Can I object to the AV?

You can object to the AV and/or its effective date within 30 days from the date of the Valuation Notice . If you do not receive the Valuation Notice, you can also object to the AV at any time in the year if you can show that the market values have dropped to below the AV. You cannot, however, object to the tax rates.

If my objection is disallowed, can I appeal?

Yes. You can appeal to the Valuation Review Board (VRB) within 30 days of the notice on the outcome of your objection. You need to pay the following fees to VRB:

$50 for a residential property taxed at owner-occupier tax rates;

or

$200 for any other property.

In your appeal, you need to state the grounds of your appeal and indicate whether you are represented by any agent.

Is land measured at historical cost?

Land is always reported at historical cost on the balance sheet and would remain at historical cost since land is not depreciated.
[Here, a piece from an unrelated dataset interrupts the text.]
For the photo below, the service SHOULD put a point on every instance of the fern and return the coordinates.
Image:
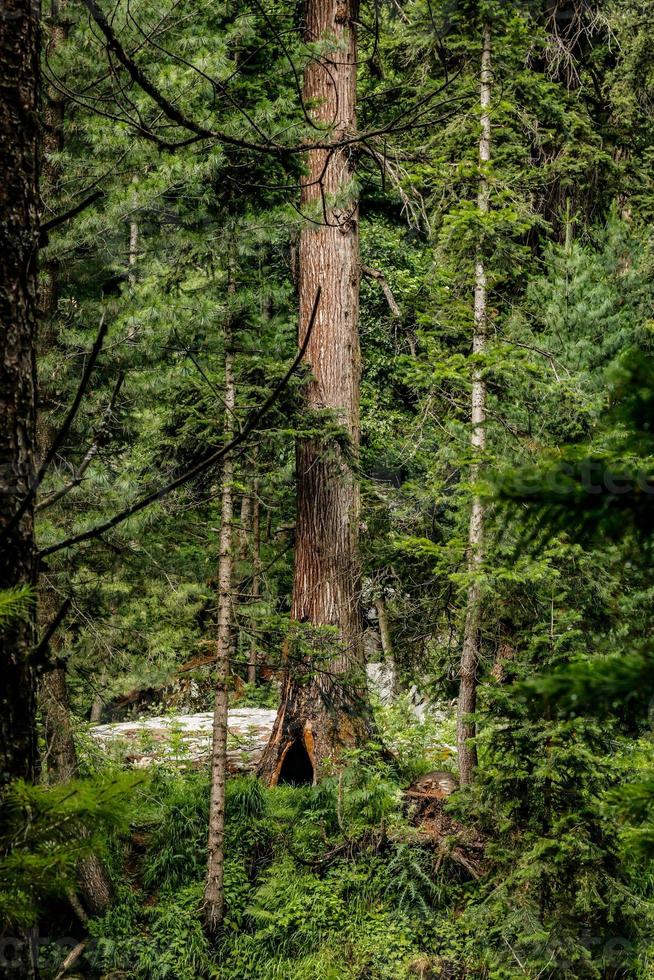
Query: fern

In addition, there is no fair value adjustment unless the land is sold or is part of a transaction.

What type of theory is historical cost?

Historical cost is usually described as a pragmatic theory whereby premises are determined by observing the practice of accountants.

Is market value the same as historical cost?

Historical cost accounting and mark-to-market, or fair value, accounting are two methods used to record the price or value of an asset. Historical cost measures the value of the original cost of an asset, whereas mark-to-market measures the current market value of the asset.

What is historical market value?

The historical value of an item or piece of property, also referred to as historical cost, is the initial purchase price of an asset. Over time, the value of an item may change based on market conditions, resulting in a conflict between the historical cost of an asset and its fair value, or market price.